Retry and Fallback Pattern in .Net 6 with Polly
Moruling James
Introduction
If you find your code having to execute itself every time it encounters errors in calling an operation, then it is time to reconsider limiting your execution to a specific number of times and have a backup plan once all attempts fail or else you could end up with an infinite loop waiting for your call to be resolved.
Introducing the Retry pattern. This design pattern is meant to handle repetitive calls automatically and can be implemented variously. In this article, we will see how the retry pattern works by using the Polly library as per Microsoft's recommendation .
Prerequisite
Intermediate or advanced knowledge in C# and dotnet core
The project created in this article is using dotnet 6
Visual Studio 2022
The Retry Pattern
The retry pattern is a design pattern that handles failures of calls or operations in general by multiple retry strategies. There are many articles out there that describe the implementation in C#, but we don't actually need to write it manually!
Introducing Polly
Polly by App-vNext is a library designed for handling resiliency and is mature enough that Microsoft recommends it as a library to achieve resilient code on its learning page. Polly works by wrapping code in policies and handling it based on the policy assigned to it; Retry, Circuit-Breaker, Cancel, etc..
Solution Outline
Let's create an ASP.NET Core Web API project straight from Visual Studio. This will give the standard WeatherForecast app a ready-built controller and Model.
Modify The Project
Let's begin by adding a service and a repository, then move code around the controller to the repository.

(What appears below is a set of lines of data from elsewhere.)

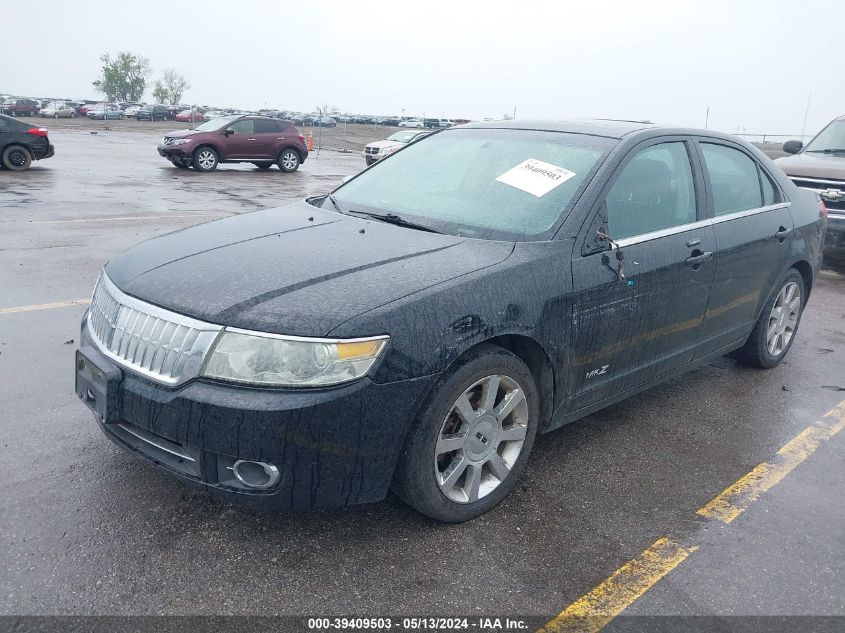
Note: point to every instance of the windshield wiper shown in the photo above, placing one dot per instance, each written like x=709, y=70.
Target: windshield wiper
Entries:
x=392, y=218
x=333, y=200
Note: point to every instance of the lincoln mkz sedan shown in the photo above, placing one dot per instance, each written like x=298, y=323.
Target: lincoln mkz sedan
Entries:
x=420, y=326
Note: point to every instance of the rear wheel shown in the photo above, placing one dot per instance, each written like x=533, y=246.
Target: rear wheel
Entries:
x=16, y=158
x=471, y=439
x=205, y=159
x=288, y=161
x=775, y=330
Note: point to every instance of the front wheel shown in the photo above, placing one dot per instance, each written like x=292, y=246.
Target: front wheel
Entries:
x=288, y=161
x=472, y=438
x=16, y=158
x=205, y=159
x=775, y=330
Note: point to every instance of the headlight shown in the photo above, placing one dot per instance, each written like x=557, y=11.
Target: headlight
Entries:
x=287, y=361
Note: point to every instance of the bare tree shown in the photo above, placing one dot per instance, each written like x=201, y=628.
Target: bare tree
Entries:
x=174, y=84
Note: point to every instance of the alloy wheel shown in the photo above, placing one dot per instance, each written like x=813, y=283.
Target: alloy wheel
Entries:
x=289, y=160
x=17, y=158
x=481, y=438
x=783, y=319
x=206, y=159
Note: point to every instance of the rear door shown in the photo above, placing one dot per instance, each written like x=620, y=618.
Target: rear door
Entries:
x=265, y=132
x=753, y=226
x=638, y=317
x=241, y=142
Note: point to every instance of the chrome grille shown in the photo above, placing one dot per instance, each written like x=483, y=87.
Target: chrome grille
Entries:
x=162, y=345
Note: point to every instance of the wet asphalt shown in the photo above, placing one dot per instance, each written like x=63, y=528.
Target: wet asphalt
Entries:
x=88, y=529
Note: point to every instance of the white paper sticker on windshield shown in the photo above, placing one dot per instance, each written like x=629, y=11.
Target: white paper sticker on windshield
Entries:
x=536, y=177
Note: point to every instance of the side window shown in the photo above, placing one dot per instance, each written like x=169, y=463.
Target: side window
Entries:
x=654, y=191
x=264, y=126
x=244, y=126
x=770, y=194
x=734, y=179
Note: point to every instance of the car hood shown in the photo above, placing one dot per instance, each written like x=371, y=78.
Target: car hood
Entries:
x=295, y=270
x=384, y=144
x=182, y=133
x=825, y=166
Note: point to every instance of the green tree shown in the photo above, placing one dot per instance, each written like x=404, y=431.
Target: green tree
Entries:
x=160, y=93
x=175, y=84
x=123, y=78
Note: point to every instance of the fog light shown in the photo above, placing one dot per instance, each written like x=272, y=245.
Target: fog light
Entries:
x=260, y=475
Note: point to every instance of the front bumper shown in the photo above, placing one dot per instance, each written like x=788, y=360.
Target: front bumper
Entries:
x=834, y=241
x=332, y=447
x=176, y=152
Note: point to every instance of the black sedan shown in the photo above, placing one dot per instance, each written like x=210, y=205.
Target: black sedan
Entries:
x=21, y=143
x=419, y=327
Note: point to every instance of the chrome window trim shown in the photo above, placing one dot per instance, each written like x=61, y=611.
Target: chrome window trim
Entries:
x=820, y=181
x=691, y=226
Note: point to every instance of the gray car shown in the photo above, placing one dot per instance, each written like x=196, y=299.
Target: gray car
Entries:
x=820, y=168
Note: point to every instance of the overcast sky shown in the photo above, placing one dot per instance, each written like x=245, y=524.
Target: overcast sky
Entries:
x=754, y=63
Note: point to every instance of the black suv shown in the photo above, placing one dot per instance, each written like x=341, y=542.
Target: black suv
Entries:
x=19, y=107
x=21, y=143
x=151, y=113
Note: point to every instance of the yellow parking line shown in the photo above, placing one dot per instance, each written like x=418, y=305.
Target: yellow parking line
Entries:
x=45, y=306
x=738, y=496
x=595, y=609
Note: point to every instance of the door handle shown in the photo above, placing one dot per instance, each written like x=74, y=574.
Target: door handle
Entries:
x=698, y=258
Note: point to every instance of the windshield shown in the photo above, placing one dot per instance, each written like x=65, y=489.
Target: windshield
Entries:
x=402, y=137
x=480, y=182
x=216, y=124
x=830, y=139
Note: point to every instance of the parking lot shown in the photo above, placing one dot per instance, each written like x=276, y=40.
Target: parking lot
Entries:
x=88, y=529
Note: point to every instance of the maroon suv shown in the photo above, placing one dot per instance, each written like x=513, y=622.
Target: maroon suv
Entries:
x=236, y=139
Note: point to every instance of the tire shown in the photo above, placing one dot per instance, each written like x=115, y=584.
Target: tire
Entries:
x=205, y=159
x=16, y=158
x=775, y=330
x=475, y=471
x=288, y=160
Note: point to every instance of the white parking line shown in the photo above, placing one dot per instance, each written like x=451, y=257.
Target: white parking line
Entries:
x=131, y=217
x=45, y=306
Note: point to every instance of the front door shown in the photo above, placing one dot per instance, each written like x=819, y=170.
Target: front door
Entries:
x=638, y=307
x=753, y=236
x=240, y=143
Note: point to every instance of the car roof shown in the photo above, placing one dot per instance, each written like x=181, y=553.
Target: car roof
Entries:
x=609, y=128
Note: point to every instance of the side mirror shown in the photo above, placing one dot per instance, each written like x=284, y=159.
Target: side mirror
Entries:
x=793, y=147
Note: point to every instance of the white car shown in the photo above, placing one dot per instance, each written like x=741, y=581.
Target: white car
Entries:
x=58, y=109
x=396, y=141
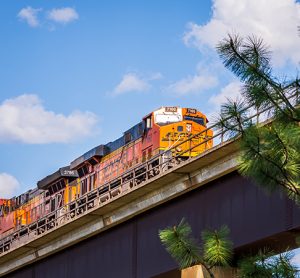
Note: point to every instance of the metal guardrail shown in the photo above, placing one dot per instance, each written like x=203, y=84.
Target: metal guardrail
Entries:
x=129, y=181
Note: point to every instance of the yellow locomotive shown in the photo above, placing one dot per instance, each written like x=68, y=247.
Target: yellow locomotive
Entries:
x=166, y=134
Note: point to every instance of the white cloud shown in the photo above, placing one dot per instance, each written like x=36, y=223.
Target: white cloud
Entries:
x=30, y=16
x=8, y=185
x=131, y=82
x=231, y=91
x=276, y=22
x=24, y=119
x=63, y=15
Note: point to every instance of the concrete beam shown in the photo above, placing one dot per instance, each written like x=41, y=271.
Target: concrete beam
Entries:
x=178, y=183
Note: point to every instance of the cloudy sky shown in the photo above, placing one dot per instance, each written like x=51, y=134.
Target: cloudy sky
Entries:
x=75, y=74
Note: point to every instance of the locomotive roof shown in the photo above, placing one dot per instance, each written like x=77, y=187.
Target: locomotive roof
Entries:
x=99, y=151
x=102, y=150
x=61, y=172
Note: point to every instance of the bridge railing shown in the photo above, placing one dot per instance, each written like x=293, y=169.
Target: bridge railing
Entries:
x=137, y=177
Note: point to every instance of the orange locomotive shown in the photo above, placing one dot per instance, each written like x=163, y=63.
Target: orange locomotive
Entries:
x=158, y=132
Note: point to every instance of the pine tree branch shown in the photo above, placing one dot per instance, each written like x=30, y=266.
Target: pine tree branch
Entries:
x=273, y=84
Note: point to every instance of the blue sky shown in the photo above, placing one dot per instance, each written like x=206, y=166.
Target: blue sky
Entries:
x=75, y=74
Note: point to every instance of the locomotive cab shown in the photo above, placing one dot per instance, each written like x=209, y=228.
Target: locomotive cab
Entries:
x=177, y=125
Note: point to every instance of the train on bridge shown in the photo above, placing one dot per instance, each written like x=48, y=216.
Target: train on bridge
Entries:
x=177, y=133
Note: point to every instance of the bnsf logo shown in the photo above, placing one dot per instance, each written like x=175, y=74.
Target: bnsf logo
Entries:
x=171, y=109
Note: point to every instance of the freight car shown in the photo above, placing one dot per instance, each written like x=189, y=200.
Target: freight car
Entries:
x=176, y=132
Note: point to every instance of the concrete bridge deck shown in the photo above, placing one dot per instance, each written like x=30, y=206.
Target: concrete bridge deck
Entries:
x=120, y=238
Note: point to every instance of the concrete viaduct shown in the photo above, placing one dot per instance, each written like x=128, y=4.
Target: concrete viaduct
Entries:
x=120, y=237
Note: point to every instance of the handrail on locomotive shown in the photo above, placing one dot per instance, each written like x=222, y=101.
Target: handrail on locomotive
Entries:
x=158, y=165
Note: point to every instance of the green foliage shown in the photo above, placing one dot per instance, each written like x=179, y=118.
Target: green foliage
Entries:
x=180, y=244
x=217, y=247
x=270, y=152
x=267, y=265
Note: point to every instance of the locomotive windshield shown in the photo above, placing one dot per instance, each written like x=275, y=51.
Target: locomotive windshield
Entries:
x=167, y=115
x=197, y=120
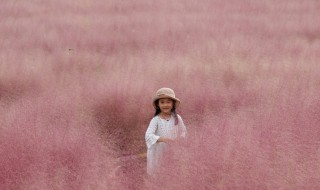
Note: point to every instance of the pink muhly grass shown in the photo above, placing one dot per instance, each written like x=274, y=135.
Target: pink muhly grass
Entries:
x=76, y=81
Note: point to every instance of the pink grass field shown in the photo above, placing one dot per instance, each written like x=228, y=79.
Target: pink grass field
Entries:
x=77, y=79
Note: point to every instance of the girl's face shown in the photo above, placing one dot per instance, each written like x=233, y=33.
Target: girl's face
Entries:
x=166, y=105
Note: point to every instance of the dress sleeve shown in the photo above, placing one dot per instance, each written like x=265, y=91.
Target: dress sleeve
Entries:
x=150, y=136
x=183, y=132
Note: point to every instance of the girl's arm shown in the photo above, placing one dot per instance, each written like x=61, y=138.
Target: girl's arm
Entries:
x=150, y=136
x=183, y=132
x=166, y=140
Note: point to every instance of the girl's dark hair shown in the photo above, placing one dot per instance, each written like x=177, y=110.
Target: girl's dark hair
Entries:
x=173, y=110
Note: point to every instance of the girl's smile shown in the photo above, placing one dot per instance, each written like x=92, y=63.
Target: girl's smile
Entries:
x=165, y=105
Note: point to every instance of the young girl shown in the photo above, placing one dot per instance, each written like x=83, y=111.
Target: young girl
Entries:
x=165, y=127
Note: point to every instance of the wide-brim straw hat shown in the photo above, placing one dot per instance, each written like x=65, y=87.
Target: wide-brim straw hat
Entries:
x=165, y=93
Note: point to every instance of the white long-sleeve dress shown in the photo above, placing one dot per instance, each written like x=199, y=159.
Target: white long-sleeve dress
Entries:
x=159, y=127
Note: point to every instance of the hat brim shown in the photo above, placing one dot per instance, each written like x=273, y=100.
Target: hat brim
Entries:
x=165, y=96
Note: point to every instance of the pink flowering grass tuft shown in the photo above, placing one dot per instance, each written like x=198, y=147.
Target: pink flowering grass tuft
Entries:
x=77, y=79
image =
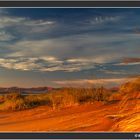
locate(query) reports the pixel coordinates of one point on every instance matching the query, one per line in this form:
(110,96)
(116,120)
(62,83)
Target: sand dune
(87,117)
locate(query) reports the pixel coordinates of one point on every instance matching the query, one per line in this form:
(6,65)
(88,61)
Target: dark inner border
(70,3)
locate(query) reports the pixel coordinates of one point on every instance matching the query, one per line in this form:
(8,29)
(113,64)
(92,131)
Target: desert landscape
(72,109)
(69,69)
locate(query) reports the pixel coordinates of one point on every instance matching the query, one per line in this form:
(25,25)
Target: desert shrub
(56,99)
(132,86)
(115,97)
(12,96)
(35,100)
(13,105)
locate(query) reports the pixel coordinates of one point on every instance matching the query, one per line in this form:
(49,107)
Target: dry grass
(56,99)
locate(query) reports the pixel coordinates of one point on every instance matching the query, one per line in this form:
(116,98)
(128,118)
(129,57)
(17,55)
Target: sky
(68,46)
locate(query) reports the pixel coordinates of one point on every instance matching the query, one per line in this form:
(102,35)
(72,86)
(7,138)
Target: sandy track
(87,117)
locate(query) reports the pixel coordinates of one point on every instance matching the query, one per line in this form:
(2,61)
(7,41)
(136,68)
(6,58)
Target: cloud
(104,19)
(92,82)
(6,36)
(129,61)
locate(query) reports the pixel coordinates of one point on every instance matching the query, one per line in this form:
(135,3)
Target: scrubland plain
(73,109)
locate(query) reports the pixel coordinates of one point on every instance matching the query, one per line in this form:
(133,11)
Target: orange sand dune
(86,117)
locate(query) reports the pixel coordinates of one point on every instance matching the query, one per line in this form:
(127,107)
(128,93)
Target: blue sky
(68,47)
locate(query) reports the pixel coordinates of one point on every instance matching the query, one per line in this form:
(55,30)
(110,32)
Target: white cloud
(6,36)
(103,19)
(129,64)
(92,82)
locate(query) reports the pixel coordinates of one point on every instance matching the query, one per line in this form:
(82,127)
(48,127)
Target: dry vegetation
(56,99)
(76,109)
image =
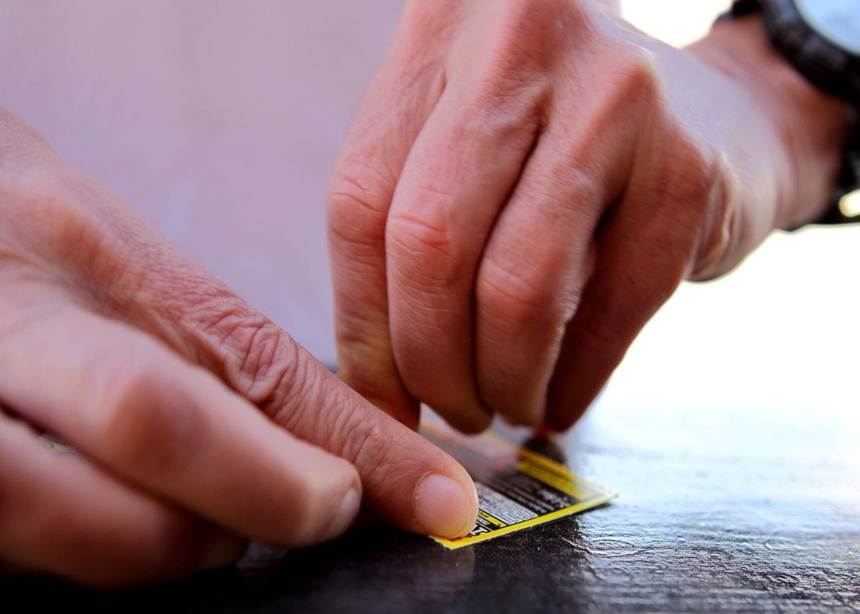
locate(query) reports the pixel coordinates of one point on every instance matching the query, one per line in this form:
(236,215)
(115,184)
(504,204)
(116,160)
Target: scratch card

The outline should look something like this
WeatherForecastRepository.cs
namespace WeatherForecast.Repository
{
public interface IWeatherForecastRepository
{
Task<IEnumerable<WeatherForecast>> GetForecastAsync();
}
public class WeatherForecastRepository : IWeatherForecastRepository
{
private static readonly string[] Summaries = new[]
{
"Freezing", "Bracing", "Chilly", "Cool", "Mild", "Warm", "Balmy", "Hot", "Sweltering", "Scorching"
};
public async Task<IEnumerable<WeatherForecast>> GetForecastAsync()
{
return Enumerable.Range(1, 5).Select(index => new WeatherForecast
{
Date = DateTime.Now.AddDays(index),
TemperatureC = Random.Shared.Next(-20, 55),
Summary = Summaries[Random.Shared.Next(Summaries.Length)]
})
.ToArray();
}
}
}
WeatherForecastService.cs
using WeatherForecast.Repository;
namespace WeatherForecast.Services
{
public interface IWeatherForecastService
{
Task<IEnumerable<WeatherForecast>> GetForecastAsync();
}
public class WeatherForecastService : IWeatherForecastService
{
private readonly IWeatherForecastRepository _repository;
public WeatherForecastService(IWeatherForecastRepository repository)
{
_repository = repository;
}
public async Task<IEnumerable<WeatherForecast>> GetForecastAsync()
{
return await _repository.GetForecastAsync();
}
}
}
WeatherForecastController.cs
using Microsoft.AspNetCore.Mvc;
using WeatherForecast.Services;
namespace WeatherForecast.Controllers
{
[ApiController]
[Route("[controller]")]
public class WeatherForecastController : ControllerBase
{
private readonly ILogger<WeatherForecastController> _logger;
private readonly IWeatherForecastService _weatherForecastService;
public WeatherForecastController(ILogger<WeatherForecastController> logger, IWeatherForecastService weatherForecastService)
{
_logger = logger;
_weatherForecastService= weatherForecastService;
}
[HttpGet(Name = "GetWeatherForecast")]
public async Task<IEnumerable<WeatherForecast>> Get()
{
return await _weatherForecastService.GetForecastAsync();
}
}
}
Program.cs
// Add services to the container.
builder.Services.AddTransient<IWeatherForecastService, WeatherForecastService>();
builder.Services.AddTransient<IWeatherForecastRepository, WeatherForecastRepository>();
In the code snippets above, we just move codes from the controller to the repository and then add the services to the builder to be injectable by the .net core DI
Implement retry in the service
Add Polly Package
Let's start by adding the Polly package from Nuget Package Manager or via the Nuget console.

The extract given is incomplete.